Heavy flooding is affecting some 350,000 people across West Africa, killing at least 25 in Ghana and seven in Burkina Faso, UN officials said on Friday.
The most badly affected appears to be Burkina Faso, where 110,000 have been forced to flee their homes, mainly in the capital, Ouagadougou.
On Friday, a seven-member assessment team from the UN Office for the Coordination of Humanitarian Affairs (OCHA) was expected to arrive in Ouagadougou. The country’s main hospital is three-quarters flooded, requiring early discharges and massive evacuations of patients, some with infectious diseases.
Benin, too, has been flooded since July, and a UN team was there assessing its needs. Also hard hit are the Western African nations of Guinea, Niger and Senegal.
Elisabeth Byrs, spokeswoman for OCHA in Geneva, Switzerland, said the amount of rain that fell on Thursday in Ouagadougou equaled a quarter of all Burkina Faso’s typical annual rainfall.
“It was a deluge, but you also have Ghana, where 25 people died from the bad weather and from the floods,” she told UN Radio. “The death toll is likely to increase in the coming days.”
In Burkina Faso, Minister of Social Welfare Pascaline Tamini said on state radio on Wednesday that she expected the number of people affected to grow significantly in the coming hours. Burkinan President Blaise Compaore appealed to the international community for help.
Flood damages in the nation had risen to US$152 million as of Friday, Burkinan Prime Minister Tertius Zongo said.

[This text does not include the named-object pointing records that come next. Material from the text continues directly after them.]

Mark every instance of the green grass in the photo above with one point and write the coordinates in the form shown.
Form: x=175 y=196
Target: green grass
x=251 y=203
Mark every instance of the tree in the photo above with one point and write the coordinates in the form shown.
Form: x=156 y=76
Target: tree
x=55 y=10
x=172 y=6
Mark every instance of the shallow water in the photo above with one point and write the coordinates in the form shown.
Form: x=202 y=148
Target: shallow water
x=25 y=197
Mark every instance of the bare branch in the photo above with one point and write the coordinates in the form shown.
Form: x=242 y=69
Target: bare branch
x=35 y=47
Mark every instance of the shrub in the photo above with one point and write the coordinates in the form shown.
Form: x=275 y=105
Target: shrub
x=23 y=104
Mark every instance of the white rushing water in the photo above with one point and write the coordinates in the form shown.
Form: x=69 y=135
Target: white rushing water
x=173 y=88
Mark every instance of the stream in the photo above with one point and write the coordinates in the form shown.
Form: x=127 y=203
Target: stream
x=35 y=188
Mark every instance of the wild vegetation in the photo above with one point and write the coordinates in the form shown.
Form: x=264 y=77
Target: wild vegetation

That included a dam destroyed and 12 bridges damaged in Ouagadougou and a dam destroyed in the northern Sahel region.
The rain in Ouagadougou last week was the worst in recent memory, but heavy rain two years ago caused flooding throughout the country, killing 84 people and displacing 146,000.
Local authorities have been forced to open the main gate of a hydroelectric dam in the Volta River basin, near the Ghana border, threatening people in both countries with additional flooding, the UN said.

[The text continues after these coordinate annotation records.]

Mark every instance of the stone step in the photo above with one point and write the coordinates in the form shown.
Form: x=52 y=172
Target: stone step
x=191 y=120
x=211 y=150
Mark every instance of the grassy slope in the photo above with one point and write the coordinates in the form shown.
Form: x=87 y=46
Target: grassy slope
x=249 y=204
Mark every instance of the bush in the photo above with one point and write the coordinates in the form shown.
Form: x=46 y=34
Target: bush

When the state-run electricity company opened the dam’s gate on Friday morning, the water was less than 8cm from reaching the dam’s capacity, said Venance Bouda, the firm’s director of hydroelectric power.
“Even when we operate normally and release water, some people drown while crossing [the river] downstream,” Bouda said. “Cultivated land on the reservoir’s shores and further upstream will be flooded. We warn riverside residents to stay away from the shores.”
It is only the sixth time since the dam was built in 1994 that it has had to be opened — an instance two years ago caused flooding in parts of northern Ghana.
Ghanaian officials told the UN they had less than a day’s notice before the gate was opened, but that no one could have expected the rainfall to fill the reservoir so quickly.